Detrás del bisturí, la otra epidemia silenciosa

Era la cuarta guardia consecutiva del mes. La residente de tercer año de Medicina Interna llevaba más de treinta horas en pie cuando un colega, con una sonrisa cómplice, le ofreció una pastilla. ‘Te va a ayudar a terminar el turno’, le dijo. Ella la aceptó sin preguntar qué era. No era la primera vez.

Esta escena, incómoda de narrar pero imposible de ignorar, ocurre en hospitales de México y del mundo. Y el 26 de junio —Día Internacional de la Lucha contra el Uso Indebido y el Tráfico Ilícito de Drogas, establecido por la Asamblea General de la ONU en 1987— es una oportunidad para que la medicina lo reconozca en voz alta.

La efeméride surgió con la intención de visibilizar el daño social y sanitario de las drogas ilícitas. Décadas después, su relevancia ha crecido junto con la evidencia de que los trastornos por uso de sustancias son enfermedades crónicas, recurrentes y tratables —no debilidades morales— y que afectan a todas las clases sociales, incluyendo la profesión médica.

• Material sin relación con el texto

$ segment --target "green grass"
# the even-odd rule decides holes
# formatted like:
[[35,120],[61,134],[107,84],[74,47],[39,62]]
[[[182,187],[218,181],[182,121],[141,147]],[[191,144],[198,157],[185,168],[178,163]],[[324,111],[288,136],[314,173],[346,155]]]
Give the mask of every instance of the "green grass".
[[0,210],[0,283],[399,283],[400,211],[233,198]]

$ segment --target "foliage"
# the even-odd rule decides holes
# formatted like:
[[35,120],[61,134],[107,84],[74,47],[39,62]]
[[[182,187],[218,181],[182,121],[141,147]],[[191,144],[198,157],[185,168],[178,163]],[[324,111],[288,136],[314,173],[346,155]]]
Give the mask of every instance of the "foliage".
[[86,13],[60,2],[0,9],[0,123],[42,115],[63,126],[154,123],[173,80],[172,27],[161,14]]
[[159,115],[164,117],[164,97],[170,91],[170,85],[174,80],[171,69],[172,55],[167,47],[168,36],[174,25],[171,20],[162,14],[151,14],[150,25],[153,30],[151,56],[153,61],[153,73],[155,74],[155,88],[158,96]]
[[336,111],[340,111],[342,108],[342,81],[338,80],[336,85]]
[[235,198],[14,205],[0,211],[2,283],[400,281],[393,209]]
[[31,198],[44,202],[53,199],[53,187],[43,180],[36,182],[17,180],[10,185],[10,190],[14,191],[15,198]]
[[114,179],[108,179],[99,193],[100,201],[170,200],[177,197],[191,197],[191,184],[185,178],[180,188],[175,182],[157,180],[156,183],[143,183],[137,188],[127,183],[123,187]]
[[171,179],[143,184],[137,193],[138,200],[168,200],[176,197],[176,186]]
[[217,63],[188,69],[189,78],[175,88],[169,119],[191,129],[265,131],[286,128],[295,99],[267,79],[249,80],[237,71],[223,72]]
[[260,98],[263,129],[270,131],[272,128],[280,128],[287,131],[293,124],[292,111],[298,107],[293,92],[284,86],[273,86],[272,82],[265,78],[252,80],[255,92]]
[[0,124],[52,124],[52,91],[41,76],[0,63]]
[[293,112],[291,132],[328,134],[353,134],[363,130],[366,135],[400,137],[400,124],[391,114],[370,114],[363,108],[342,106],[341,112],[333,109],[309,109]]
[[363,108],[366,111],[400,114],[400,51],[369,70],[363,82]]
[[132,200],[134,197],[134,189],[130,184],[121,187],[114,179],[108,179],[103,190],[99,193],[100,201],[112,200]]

En México, datos recientes sitúan al alcohol como la sustancia de mayor consumo problemático entre jóvenes adultos de 18 a 34 años, el mismo grupo que protagoniza los años de formación médica. Los estudios sobre residentes mexicanos identifican el consumo de alcohol como uno de los factores asociados a mayor riesgo de ideación suicida y de agravamiento del síndrome de burnout.

Para los médicos en formación y egresados, la fecha tiene una dimensión práctica concreta: aprender a identificar el trastorno por uso de sustancias en la consulta cotidiana. El perfil del paciente que consume ya no responde a un estereotipo. Es el ejecutivo con hepatopatía por alcohol que niega su ingesta, la adolescente que llega a urgencias con una intoxicación que sus padres no comprenden, o el colega que falta a las juntas con olor etílico.

Los criterios diagnósticos del DSM-5 para trastorno por uso de sustancias —deterioro del control, deterioro social, uso riesgoso y criterios farmacológicos— son herramientas clínicas, no etiquetas. Usarlos bien cambia trayectorias de vida. La detección temprana en atención primaria, combinada con una intervención breve (el modelo AUDIT-C y la entrevista motivacional son aplicables en menos de cinco minutos), puede reducir el consumo problemático en un 30 % según múltiples ensayos clínicos.

Hablar de drogas el 26 de junio sin hablar del bienestar del personal de salud sería mirar solo la mitad del cuadro. Las cifras de burnout en residentes mexicanos —con una prevalencia que en algunos estudios supera el 90 %— crean condiciones de vulnerabilidad frente al consumo de sustancias como estrategia de afrontamiento.

La nueva generación de médicos tiene, sin embargo, algo que las anteriores no tuvieron: nombre para lo que sienten, investigación que lo respalda y, en algunos hospitales, programas de apoyo psicológico. Reconocer el problema propio con la misma objetividad clínica con la que se diagnostica al paciente no es debilidad: es precisamente la competencia que distingue a un profesional consciente.

Esta semana, cuando un paciente llegue con aliento alcohólico o con una historia que no cuadra, el médico tiene dos opciones: dar el alta y olvidar, o detenerse un momento y preguntar. No con juicio, sino con la misma curiosidad diagnóstica que se aplica a un electrocardiograma difícil.

Y si el que tiene la historia difícil eres tú —si reconoces en la anécdota del principio algo que también te ha pasado o que ves en un compañero— este día también existe para eso. Los servicios de salud mental para personal médico están disponibles en la UNAM, el IMSS y varios hospitales de tercer nivel. Pedir ayuda sigue siendo el acto clínico más valiente que un médico puede realizar.